The Trap Bragg Read in the Dark

And then Braxton Bragg (South) did the thing that turned his victory to ash. That night he walked the cold ground and read his own position, and what he read was a trap closing. A fresh Union corps under Major General Thomas L. Crittenden (North) had sat out the entire battle on his flank to the south, uncommitted, and was poised to fall on him. Gilbert’s corps held the center. And the rest of Buell’s enormous army, the one the acoustic shadow had kept out of the fight, was now arriving in force. Bragg was outnumbered perhaps three to one, low on ammunition, and short of food, with no Kentucky base rising up behind him to resupply from, because the Kentucky he’d come to liberate had stayed home. He had bloodied one corner of a giant. He had not beaten the giant. To stand and finish it the next morning would be to fight the whole Army of the Ohio with sixteen thousand men.

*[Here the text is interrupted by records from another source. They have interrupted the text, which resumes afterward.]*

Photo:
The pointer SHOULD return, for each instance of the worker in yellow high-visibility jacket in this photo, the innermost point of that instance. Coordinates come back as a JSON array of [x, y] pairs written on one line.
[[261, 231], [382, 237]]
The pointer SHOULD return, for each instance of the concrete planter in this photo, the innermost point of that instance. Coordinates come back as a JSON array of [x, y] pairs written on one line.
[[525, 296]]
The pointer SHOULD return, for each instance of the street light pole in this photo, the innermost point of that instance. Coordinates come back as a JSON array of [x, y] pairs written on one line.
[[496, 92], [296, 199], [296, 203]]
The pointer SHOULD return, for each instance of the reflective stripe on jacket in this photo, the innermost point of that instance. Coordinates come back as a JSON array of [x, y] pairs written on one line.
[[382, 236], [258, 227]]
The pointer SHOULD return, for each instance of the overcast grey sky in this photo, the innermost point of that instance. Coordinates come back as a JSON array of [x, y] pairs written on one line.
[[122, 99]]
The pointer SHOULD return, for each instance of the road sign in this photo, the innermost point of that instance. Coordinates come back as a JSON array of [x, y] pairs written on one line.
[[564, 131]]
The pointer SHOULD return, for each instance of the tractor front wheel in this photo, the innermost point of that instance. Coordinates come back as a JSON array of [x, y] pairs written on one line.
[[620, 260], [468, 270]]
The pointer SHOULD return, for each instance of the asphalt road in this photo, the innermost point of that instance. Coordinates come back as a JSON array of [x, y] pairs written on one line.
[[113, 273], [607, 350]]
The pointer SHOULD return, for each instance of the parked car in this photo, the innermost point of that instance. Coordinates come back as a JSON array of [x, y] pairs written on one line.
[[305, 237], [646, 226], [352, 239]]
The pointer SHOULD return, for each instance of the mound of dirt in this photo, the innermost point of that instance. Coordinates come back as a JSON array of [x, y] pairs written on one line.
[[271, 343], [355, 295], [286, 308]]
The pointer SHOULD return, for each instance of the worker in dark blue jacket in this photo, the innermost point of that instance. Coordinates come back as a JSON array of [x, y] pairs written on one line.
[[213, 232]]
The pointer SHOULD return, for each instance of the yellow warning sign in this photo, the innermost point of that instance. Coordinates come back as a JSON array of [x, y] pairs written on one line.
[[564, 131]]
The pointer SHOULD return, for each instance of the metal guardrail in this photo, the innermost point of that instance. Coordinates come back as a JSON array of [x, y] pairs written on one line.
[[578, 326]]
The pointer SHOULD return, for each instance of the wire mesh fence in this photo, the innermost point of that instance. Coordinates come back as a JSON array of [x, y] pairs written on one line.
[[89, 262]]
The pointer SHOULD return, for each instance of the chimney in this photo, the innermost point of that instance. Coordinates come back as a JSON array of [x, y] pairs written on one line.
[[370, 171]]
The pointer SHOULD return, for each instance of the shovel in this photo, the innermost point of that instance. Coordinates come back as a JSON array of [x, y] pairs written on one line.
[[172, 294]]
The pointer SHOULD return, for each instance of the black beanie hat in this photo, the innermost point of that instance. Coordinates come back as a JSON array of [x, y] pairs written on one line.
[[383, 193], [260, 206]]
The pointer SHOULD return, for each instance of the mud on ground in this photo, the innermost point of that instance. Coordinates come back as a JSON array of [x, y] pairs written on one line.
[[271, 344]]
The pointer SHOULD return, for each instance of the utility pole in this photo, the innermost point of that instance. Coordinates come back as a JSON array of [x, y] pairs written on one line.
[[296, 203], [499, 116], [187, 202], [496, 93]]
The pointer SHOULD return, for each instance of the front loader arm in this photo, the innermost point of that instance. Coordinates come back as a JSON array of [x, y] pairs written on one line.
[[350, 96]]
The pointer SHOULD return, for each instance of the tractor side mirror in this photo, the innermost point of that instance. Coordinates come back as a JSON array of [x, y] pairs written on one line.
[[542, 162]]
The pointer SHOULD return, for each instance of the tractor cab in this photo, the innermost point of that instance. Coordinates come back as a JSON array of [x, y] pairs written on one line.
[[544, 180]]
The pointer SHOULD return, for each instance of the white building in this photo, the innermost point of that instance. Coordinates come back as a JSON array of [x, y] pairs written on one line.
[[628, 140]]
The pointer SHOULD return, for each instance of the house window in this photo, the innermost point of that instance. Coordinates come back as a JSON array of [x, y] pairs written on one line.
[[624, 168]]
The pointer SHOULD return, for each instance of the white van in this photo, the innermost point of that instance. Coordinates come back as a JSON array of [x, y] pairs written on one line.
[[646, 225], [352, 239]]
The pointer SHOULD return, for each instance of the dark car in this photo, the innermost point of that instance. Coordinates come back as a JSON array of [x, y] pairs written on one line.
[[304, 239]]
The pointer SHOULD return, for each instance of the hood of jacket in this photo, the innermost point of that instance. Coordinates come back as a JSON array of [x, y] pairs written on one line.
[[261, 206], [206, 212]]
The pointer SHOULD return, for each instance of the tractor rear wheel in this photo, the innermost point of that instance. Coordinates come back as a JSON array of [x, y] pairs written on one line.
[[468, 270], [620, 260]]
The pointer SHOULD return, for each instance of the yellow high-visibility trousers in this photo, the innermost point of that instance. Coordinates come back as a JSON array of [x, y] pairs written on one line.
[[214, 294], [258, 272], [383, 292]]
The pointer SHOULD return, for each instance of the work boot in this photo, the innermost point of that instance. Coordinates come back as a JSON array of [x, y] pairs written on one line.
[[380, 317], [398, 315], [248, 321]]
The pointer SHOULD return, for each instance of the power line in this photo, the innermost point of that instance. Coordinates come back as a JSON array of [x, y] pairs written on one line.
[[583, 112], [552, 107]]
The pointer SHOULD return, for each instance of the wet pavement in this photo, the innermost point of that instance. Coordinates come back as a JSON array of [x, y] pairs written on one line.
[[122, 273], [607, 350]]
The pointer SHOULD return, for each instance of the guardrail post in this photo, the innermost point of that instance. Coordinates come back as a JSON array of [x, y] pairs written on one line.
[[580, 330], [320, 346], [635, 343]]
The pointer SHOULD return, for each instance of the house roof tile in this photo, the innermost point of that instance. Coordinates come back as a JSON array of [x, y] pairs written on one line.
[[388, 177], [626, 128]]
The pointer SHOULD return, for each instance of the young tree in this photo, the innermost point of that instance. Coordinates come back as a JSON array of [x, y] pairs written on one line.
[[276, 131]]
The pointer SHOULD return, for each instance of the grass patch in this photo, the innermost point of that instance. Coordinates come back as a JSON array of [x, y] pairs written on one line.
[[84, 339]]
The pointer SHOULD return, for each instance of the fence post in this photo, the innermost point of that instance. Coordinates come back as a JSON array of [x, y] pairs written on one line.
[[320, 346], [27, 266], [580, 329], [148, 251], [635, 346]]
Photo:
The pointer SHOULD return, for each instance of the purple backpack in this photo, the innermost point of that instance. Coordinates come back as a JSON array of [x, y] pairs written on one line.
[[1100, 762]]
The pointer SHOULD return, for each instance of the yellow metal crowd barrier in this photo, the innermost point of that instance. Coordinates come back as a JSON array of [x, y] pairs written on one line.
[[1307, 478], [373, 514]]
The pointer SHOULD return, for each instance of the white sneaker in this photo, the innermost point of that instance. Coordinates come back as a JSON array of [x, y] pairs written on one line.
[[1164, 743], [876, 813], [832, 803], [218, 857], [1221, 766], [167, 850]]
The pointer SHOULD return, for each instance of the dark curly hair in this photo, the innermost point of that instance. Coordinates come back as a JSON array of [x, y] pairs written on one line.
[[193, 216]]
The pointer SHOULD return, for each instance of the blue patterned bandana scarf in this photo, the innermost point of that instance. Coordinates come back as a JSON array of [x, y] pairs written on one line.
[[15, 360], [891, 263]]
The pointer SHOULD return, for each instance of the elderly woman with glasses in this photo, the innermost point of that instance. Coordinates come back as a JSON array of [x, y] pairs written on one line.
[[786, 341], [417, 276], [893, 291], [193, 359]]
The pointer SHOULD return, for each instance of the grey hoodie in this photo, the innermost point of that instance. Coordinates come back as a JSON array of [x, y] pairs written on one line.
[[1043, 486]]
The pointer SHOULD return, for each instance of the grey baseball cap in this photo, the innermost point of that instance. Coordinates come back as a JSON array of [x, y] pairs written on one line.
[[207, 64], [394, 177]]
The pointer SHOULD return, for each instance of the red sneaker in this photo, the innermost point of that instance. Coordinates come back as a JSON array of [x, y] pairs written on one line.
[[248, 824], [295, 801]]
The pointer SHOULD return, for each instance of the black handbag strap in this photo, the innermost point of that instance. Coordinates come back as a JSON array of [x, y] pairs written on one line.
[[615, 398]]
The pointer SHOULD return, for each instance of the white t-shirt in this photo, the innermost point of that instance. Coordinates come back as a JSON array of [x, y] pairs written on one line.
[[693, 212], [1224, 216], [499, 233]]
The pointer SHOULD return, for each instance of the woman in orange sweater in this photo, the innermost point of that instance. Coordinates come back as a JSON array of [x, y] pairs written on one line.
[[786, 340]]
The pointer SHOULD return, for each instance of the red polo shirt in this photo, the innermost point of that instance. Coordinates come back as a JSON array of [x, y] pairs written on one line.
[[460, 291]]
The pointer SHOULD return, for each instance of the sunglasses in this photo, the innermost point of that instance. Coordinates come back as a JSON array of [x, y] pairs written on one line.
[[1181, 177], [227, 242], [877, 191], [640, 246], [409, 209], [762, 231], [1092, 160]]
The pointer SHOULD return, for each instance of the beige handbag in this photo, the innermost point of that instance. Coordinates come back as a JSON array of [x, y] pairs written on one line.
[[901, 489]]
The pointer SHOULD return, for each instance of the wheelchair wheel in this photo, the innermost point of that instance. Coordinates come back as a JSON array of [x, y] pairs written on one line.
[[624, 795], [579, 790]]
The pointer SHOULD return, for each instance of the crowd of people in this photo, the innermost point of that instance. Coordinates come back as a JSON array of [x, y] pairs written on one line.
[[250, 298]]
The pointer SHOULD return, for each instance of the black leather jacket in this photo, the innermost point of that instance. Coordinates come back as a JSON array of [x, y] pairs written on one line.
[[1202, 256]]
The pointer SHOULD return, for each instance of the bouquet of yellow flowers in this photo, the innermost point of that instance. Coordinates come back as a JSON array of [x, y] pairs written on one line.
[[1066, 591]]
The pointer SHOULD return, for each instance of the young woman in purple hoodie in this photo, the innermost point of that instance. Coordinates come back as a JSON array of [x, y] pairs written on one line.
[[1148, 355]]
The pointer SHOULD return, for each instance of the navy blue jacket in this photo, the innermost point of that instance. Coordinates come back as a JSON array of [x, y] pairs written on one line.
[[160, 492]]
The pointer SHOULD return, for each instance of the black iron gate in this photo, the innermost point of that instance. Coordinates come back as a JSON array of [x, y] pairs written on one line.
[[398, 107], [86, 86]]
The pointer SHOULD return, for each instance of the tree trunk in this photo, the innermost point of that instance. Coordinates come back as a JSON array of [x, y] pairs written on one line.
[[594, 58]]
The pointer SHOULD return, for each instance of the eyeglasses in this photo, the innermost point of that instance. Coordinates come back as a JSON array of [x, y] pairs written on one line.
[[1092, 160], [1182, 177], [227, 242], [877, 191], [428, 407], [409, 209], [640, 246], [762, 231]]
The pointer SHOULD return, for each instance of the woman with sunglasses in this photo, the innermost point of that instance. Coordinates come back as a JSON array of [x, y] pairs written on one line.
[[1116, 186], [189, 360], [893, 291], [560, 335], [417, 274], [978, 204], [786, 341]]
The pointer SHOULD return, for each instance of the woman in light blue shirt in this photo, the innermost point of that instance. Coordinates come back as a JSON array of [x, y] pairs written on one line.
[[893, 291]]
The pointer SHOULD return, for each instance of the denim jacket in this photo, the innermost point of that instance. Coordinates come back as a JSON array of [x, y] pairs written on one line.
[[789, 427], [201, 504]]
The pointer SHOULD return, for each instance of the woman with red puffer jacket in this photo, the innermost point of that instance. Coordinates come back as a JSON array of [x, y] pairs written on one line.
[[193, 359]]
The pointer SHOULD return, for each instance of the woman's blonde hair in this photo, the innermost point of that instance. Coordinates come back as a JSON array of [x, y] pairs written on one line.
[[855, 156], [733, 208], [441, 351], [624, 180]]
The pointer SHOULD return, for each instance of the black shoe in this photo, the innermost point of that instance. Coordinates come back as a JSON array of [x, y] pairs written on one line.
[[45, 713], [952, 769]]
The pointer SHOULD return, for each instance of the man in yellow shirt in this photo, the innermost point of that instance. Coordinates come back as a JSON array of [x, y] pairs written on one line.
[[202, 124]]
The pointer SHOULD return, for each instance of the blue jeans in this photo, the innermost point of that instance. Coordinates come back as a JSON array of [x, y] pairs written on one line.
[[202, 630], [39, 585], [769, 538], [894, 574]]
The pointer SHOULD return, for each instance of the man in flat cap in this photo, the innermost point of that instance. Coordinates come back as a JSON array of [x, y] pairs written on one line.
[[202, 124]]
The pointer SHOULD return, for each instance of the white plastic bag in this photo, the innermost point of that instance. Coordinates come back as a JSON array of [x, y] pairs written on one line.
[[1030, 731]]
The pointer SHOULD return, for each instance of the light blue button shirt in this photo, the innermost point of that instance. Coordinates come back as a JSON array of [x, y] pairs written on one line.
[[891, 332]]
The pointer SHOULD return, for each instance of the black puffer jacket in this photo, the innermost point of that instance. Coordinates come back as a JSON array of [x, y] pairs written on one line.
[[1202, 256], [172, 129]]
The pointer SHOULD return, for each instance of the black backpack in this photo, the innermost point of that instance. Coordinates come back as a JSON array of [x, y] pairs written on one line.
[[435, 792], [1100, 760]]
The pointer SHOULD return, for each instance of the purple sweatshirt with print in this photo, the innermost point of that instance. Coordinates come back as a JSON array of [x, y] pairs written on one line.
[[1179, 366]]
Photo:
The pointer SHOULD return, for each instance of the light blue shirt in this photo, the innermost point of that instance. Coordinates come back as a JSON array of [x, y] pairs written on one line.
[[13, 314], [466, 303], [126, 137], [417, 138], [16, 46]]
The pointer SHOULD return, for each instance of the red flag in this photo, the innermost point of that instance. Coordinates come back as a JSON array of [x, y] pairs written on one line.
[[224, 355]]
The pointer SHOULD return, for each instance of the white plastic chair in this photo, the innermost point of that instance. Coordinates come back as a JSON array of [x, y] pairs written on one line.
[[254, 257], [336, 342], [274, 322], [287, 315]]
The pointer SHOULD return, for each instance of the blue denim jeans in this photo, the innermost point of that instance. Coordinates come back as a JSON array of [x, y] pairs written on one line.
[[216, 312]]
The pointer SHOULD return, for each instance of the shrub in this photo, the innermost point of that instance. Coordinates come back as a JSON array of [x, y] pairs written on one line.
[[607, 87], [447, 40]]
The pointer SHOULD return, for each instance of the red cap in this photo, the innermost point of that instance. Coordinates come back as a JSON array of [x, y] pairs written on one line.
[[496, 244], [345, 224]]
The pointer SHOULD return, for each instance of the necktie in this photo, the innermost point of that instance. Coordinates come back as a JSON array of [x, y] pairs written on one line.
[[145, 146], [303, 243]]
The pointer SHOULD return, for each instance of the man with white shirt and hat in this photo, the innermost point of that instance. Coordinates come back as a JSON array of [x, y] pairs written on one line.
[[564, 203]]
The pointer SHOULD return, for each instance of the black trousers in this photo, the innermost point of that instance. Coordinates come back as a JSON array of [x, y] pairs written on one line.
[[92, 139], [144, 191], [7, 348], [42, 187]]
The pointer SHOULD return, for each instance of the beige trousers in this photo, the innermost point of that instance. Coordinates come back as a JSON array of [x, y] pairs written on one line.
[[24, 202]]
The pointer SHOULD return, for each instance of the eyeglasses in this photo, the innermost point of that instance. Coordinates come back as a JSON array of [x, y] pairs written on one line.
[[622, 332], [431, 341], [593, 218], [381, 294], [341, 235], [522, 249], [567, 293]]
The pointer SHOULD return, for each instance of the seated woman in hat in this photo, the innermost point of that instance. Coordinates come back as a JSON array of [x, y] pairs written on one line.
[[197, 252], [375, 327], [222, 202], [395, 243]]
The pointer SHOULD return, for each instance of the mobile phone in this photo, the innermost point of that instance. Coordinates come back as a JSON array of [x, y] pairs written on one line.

So he left. And the cost of that decision had a face: scattered through the town and the farmhouses lay around nine hundred of his own wounded, men shot taking Open Knob, too broken to move, and in the night Bragg abandoned every one of them to the enemy. The army that had won the field marched away from its own bleeding to save itself. It pulled back to join Kirby Smith’s force, and from there the whole invasion drained back out of the state: southeast through the Cumberland Gap toward Knoxville and Tennessee. The Confederate Heartland Offensive was over. The bid for Kentucky was finished. The man who had held the field walked away from it and gave up the state the field was supposed to win.

Meanwhile in the road to Cumberland Gap
A victory marched out of the state
Strung out along the retreat were the wounded Bragg could carry and the nine hundred or so he could not. The same drought that had drawn the armies to Doctor’s Creek now hung over the long gray column trudging southeast out of Kentucky, men who had taken a hill at terrible cost the day before and were now being marched out of the state they’d bled for. They had won at Perryville by every measure a soldier counts, ground held, enemy driven, guns taken, and they were leaving anyway. The hardest thing for that army to swallow was that the victory and the retreat were both true at once.